Мальчик взял в руки ту, которая осталась целой, пригляделся к работе. Сложного в серёжке ничего не было: на плоской, довольно аккуратно выделанной пластине напаяли узор из колечек и завитушек. Видно, что украшение уже чистили, и не раз, отчего и пластина, и проволока потеряли свой блеск. Опять же, пластина была совершенно плоская, а Тимка знал, что на плоском серебро не играет, надобно, чтоб всегда изгиб был. Тогда полукруглая серёжка начнет ловить свет от солнышка и играть бегающими по проволоке искрами при самом лёгком движении головы. Крюк и вовсе сделан грубовато, выгнут из кованой проволоки.
– Поправим, – Тимофей уверенно кивнул и, порывшись в сумках, начал доставать свёртки с нужным инструментом. – Ещё лучше станут.
– Лучше не надо. Надо чтоб как было. Я их у Аньки без спросу взяла. Померить только. Только я одну уронила, а пока нашла, она поломалась.
– Сама? – Тимка скептически посмотрел на серёжку. Девчонка засопела.

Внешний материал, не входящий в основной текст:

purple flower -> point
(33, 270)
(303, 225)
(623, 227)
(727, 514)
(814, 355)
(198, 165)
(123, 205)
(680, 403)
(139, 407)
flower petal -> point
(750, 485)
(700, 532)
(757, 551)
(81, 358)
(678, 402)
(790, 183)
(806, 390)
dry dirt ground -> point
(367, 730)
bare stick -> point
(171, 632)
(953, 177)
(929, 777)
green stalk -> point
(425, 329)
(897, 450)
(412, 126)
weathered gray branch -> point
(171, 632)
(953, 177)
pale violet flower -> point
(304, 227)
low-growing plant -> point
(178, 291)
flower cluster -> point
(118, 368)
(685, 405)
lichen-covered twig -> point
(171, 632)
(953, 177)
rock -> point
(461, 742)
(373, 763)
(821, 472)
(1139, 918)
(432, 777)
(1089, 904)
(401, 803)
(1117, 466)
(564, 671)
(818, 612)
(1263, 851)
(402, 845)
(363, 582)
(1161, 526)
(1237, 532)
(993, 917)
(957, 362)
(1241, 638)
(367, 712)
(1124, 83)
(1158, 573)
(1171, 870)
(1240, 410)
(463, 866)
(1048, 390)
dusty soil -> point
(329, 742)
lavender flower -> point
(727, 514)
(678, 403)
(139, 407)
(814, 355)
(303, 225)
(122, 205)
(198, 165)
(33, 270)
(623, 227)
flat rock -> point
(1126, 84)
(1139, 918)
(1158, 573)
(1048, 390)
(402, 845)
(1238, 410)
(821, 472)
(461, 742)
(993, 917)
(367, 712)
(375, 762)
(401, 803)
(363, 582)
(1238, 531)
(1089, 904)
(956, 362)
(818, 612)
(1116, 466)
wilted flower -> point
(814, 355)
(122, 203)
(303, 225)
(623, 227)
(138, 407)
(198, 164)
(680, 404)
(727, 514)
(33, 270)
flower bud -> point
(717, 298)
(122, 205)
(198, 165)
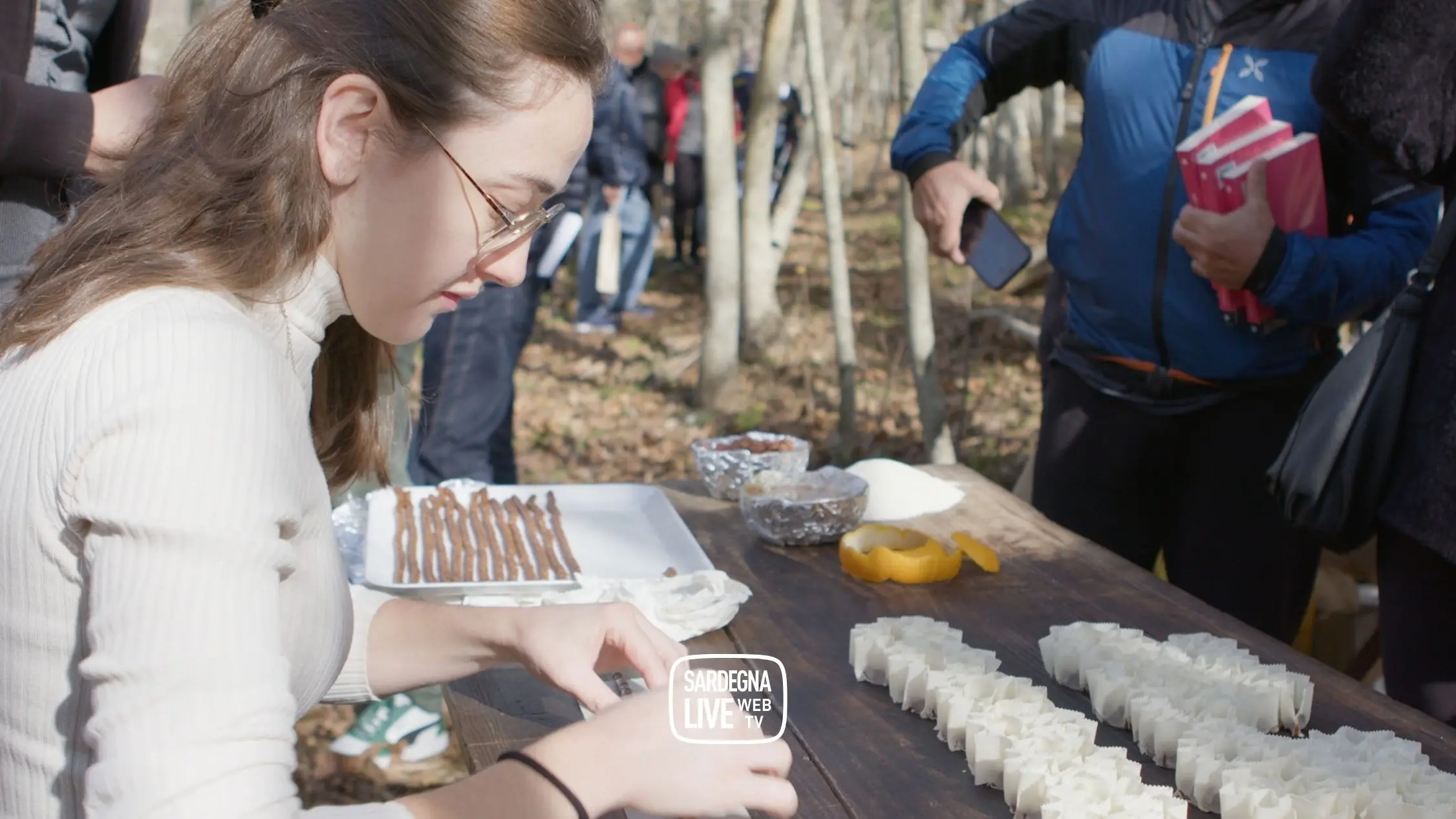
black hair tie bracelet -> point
(550, 777)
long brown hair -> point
(224, 193)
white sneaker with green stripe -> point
(388, 722)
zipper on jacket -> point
(1165, 231)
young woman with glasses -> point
(195, 364)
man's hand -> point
(120, 114)
(1225, 248)
(941, 199)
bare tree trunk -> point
(791, 195)
(840, 307)
(762, 314)
(1014, 135)
(797, 178)
(166, 28)
(1053, 130)
(723, 290)
(850, 102)
(915, 254)
(842, 82)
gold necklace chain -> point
(287, 336)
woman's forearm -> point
(414, 643)
(513, 791)
(506, 791)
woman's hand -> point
(628, 757)
(570, 644)
(625, 757)
(414, 643)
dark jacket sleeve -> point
(1388, 79)
(1029, 45)
(43, 131)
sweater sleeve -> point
(181, 502)
(44, 131)
(353, 682)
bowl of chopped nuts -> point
(727, 463)
(802, 509)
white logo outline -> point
(1254, 67)
(784, 703)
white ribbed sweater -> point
(171, 593)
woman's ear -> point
(351, 117)
(1388, 79)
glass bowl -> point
(727, 463)
(802, 509)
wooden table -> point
(857, 754)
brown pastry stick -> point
(425, 540)
(459, 538)
(561, 534)
(545, 567)
(513, 509)
(440, 541)
(402, 512)
(469, 547)
(430, 515)
(513, 567)
(498, 556)
(536, 521)
(480, 527)
(412, 525)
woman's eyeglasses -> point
(515, 229)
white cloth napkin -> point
(683, 607)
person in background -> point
(685, 145)
(791, 114)
(621, 164)
(468, 375)
(458, 443)
(645, 73)
(194, 366)
(1159, 420)
(667, 63)
(70, 100)
(1388, 78)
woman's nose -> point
(507, 270)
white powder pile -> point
(899, 492)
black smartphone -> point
(990, 246)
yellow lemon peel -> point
(879, 552)
(979, 552)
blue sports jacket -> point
(1145, 69)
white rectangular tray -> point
(614, 529)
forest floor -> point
(621, 408)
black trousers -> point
(688, 200)
(1192, 486)
(1417, 624)
(468, 387)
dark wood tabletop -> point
(857, 754)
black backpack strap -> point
(1435, 257)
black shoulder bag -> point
(1336, 465)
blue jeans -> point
(638, 238)
(468, 387)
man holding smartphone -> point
(1158, 419)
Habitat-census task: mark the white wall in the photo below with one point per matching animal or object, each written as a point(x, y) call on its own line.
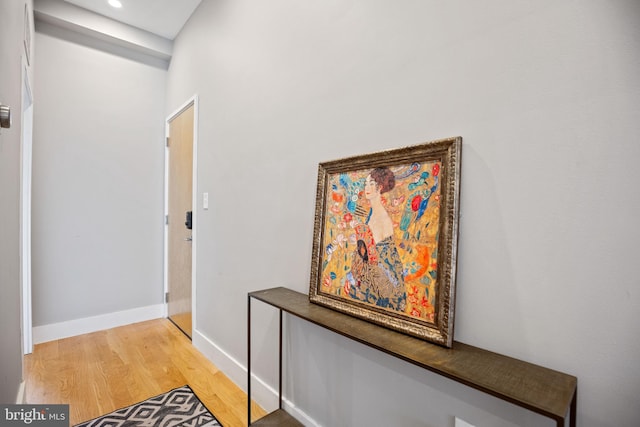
point(11, 59)
point(546, 95)
point(98, 181)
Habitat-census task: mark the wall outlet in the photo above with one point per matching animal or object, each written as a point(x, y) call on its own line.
point(462, 423)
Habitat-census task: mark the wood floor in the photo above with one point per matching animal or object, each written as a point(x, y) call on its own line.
point(103, 371)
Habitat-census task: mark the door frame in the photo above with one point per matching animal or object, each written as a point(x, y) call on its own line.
point(194, 244)
point(26, 160)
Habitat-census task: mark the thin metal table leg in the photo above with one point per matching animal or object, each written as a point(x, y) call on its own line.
point(280, 364)
point(574, 408)
point(249, 360)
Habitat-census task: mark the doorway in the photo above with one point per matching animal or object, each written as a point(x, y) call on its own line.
point(180, 217)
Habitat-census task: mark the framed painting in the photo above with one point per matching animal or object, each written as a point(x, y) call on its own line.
point(385, 238)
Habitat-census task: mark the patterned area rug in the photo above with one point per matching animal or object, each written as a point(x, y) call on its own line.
point(176, 408)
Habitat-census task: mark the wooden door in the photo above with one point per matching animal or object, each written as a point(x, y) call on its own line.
point(180, 199)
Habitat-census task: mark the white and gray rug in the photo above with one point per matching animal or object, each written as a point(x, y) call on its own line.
point(177, 408)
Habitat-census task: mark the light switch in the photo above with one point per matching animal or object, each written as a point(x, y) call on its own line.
point(462, 423)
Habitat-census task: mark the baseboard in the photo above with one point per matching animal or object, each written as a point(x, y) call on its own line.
point(261, 392)
point(87, 325)
point(22, 394)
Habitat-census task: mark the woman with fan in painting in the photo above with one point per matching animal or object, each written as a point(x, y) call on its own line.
point(376, 263)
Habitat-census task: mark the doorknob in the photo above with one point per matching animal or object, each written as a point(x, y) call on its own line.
point(5, 116)
point(189, 220)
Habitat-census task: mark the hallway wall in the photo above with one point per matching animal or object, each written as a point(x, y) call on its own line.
point(12, 32)
point(98, 181)
point(545, 94)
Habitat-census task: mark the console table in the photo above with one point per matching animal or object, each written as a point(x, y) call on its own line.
point(547, 392)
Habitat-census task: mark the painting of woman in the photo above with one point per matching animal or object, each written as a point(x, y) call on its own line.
point(376, 265)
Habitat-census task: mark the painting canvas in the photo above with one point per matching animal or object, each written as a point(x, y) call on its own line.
point(385, 238)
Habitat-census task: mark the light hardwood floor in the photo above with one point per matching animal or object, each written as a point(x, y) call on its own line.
point(103, 371)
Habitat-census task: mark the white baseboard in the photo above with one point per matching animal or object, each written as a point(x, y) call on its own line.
point(87, 325)
point(22, 394)
point(261, 392)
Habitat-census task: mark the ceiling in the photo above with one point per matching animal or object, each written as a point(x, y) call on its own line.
point(161, 17)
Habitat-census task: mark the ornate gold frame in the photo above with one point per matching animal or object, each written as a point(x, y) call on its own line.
point(325, 289)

Кузнечик, прищурившись, взглянул на неё. Держать она себя умела. Даром что мала ещё, слёзы на глаза накатились, губы дрожат, а вот себя держит. Не то, что его соседки в Мастеровой слободе, те по любому поводу в рёв пускались. Тимка вспомнил, как он вчера разревелся сам и как мальчишки-дозорные делали вид, что не замечают. А ведь нагорит ей… Сильно нагорит.
– Точно так не выйдет. Видишь, пластина немного помята. Я её, конечно, выправлю, но всё равно видно будет. А вот если я их обе поправлю, то разницу и не заметишь. Да и отделаю так, что они намного красивее станут. Не дура же Анька на такое ругаться.